Tag Archives: walking

In the midst of miracles

This morning as I was laying in bed trying to convince my tired body to get out of bed to greet a happy 7 a.m. Patrick, I was contemplating on just how far my  munchkin has come. And all of a sudden I realized that I am living in the midst of miracles right now.

I am a VERY tired mother right now. By about 5 p.m. every day I just want to call it quits and go to bed because the work of taking care of a TPN-dependent, developmentally delayed toddler is exhausting! Patrick is a very active little boy right now. He’s on the brink of walking. He’s finally mastered the skills of carrying things from one room to another, of opening drawers and doors and emptying the contents found therein, and of putting things in places where I sometimes never find them again.

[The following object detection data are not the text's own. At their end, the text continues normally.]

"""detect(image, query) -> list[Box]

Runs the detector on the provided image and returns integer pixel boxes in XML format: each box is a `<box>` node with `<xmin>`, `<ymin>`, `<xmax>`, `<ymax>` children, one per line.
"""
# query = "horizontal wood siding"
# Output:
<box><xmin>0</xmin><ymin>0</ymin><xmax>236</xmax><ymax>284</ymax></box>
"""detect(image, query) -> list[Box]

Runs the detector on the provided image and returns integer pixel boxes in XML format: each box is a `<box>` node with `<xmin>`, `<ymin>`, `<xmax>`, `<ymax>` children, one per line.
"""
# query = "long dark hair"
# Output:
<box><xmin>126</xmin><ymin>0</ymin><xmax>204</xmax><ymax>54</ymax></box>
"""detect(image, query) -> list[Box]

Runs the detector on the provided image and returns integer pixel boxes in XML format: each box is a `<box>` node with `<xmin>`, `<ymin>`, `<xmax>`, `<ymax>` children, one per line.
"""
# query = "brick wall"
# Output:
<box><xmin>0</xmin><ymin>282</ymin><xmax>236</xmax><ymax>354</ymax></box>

He’s bordering on two with the fully independent attitude that comes with that age – while simultaneously he’s finally getting the strength in his body to explore his world in ways he never has before. My good-natured patient boy has discovered tantrums. And he’s not afraid to use them to tell me when he doesn’t approve of me stopping some unintentionally self-destructive activity.

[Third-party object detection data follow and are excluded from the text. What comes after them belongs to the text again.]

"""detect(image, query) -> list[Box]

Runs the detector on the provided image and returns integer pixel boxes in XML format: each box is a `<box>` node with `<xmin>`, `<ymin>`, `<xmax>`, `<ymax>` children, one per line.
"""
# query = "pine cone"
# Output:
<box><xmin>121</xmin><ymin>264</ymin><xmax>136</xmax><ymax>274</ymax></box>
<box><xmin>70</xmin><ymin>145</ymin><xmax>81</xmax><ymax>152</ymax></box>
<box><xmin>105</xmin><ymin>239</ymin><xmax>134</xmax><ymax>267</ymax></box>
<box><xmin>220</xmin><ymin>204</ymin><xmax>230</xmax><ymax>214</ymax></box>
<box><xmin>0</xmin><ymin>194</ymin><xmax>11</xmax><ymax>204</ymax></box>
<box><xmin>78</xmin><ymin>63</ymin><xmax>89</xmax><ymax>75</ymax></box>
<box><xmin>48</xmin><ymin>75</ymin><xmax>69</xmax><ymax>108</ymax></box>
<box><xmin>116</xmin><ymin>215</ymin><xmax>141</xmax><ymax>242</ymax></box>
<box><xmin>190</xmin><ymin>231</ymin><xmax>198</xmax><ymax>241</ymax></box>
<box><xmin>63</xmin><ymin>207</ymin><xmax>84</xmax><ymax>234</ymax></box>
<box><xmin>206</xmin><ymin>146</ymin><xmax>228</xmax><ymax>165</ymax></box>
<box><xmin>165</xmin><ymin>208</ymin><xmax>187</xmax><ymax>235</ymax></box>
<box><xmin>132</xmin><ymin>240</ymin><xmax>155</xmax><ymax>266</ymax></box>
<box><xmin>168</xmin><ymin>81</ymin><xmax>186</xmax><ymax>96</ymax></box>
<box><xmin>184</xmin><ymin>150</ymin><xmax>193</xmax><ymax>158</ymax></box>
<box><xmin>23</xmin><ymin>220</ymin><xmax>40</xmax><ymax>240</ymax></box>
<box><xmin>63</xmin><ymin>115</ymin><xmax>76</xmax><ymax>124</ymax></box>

And, if the exploration weren’t dangerous enough, try attaching IV tubing to this strong-willed child! Even with a 10-foot extension, he manages to get himself wrapped in and around furniture. He knows no limits! If I leave a baby gate open for even a few minutes, you’ll find him at the top of the stairs grinning, waiting to run from me the second I come to catch him before he reaches the end of his line and gets yanked back down.

And this morning as I lay procrastinating getting out of bed I realized just what a miracle my total exhaustion is! This time last year, we’d just come home from the hospital. Patrick was thin and frail, not even able to roll over. Our current battles in physical therapy show that there should have been much more major consequences of his illness and arrest last summer. No one who hears his history ever expects to find normal looking boy smiling up at them.

But right now Patrick has been blessed with exactly what I’ve always wished for him… The strength of both body and spirit to not know boundaries. He may still be limited, but he doesn’t feel limited.

I take it for granted sometimes because they’ve been so common in our lives. But Patrick, Brian and I live in the midst of miracles each and every day. And we do so with full expectation that more miracles lie ahead.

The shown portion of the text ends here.